“Claire Chase: Vision, Journey and Crystallization”
by Marc Medwin
The phone rings. “I’m calling on behalf of Claire Chase,” announces the soft, almost laconic voice. “Claire is running a little late, but she’ll call you in a moment.” The call comes from Forrest Wu, Chase’s personal assistant, who has his work cut out for him, especially since the flutist, concert producer, and entrepreneur received a 2012 MacArthur grant. The phone rings again. “Sorry about that, a million things going on; you know how it is. I’m ready now.” The voice is strident, confident and, above all, positive. As we speak, it becomes clear that Chase’s optimism, her boundless enthusiasm in the face of all obstacles, is the dreamer’s prerogative—the domain of all those who step outside of whatever box or frame has been constructed for them and do what they are told is impossible. On the day of our initial phone conversation, Chase is on the way to a rehearsal, or rather several rehearsals, one of which is already in progress as she walks around Sunset Park, Brooklyn. “It’s one of those crazy ICE weeks,” she explains.
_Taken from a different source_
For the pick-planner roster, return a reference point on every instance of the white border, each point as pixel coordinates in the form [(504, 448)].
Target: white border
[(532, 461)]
ICE, the International Contemporary Ensemble, is the modular organization Chase formed after graduating from Oberlin College in 2001, which Wu calls “a collective of minds wherein artistic and organizational decisions work symbiotically.” It has been a long road to the fruition of that idea, which began to crystallize only a few hours after graduation, when Chase, aboard a Greyhound bus heading toward Chicago, contemplated her future in the world of contemporary classical music. “My situation was rather bleak,” she muses. “There were no jobs. I was entering what at the time could hardly be considered a field. It’s even less of one now in terms of traditional job prospects for a young, classically trained musician with loads of student loan debt, playing an instrument [she doesn’t] quite own.” On that bus, after several years of dreaming as well as learning about commissions and ensemble formation, Chase came to a decision that would bring her employment and afford her public recognition. It would also lead to her MacArthur grant—a culmination of more than 10 years of grueling work, innovative planning, and dedication. “We had no time to qualify the situation,” Chase says of those initial days of formation and strategizing. “I thought, ‘This is what we have to work with. Let’s create opportunities for one another, let’s do things our own way, and let’s make new music incredibly cool.’”
One of the chief objects of Claire’s boundless optimism and energy is the dissemination of “new” music, to which our conversation turns. “I was blown away, there’s really no other way to describe it!” The enthusiasm in Chase’s voice is stronger than the chill February wind that threatens to catch and hurl away every word as she describes her first experience with contemporary music—specifically, Edgard Varèse’s groundbreaking Density 21.5, composed in 1936 for solo flute—a revelatory moment that would become integral to her life and vision as a flutist and an entrepreneur. Varèse’s music emerges almost imperceptibly, rising in slowly expanding gusts, arches, and blustery crescendos before dying back down, only to burst forth again with renewed vigor: now icy breeze, now howling gale—a force of nature in all its Protean unpredictability. The music flies in the face of conventional form, structure, and chronological time, redefining the flute’s role in the process.
“I’d never heard anything like it.” Chase pauses for breath and the murmur of cars, trucks, and scattered pedestrians is just audible over the phone. “You know, at the time, when I was 12 or 13, I was obsessed with the canon. After hearing Density, I didn’t really want to play the other stuff anymore. It got to the point that when I was asked to perform at my junior high school graduation…now imagine a California public junior high school. Not really so interested in music, right?” She laughs breezily. “I thought, of course! I want to play Density! I imagined myself in the middle of the football field, amplified, playing it for thousands of people…” Her voice rises, higher than the concert of winter elements pervading the slushy city street. “You know what? I’m going to do it,” she says. “This summer, in the Jay Pritzker Pavilion in Chicago. I’m doing a July 4 concert there, and I think it’s going to be a wonderful experience.”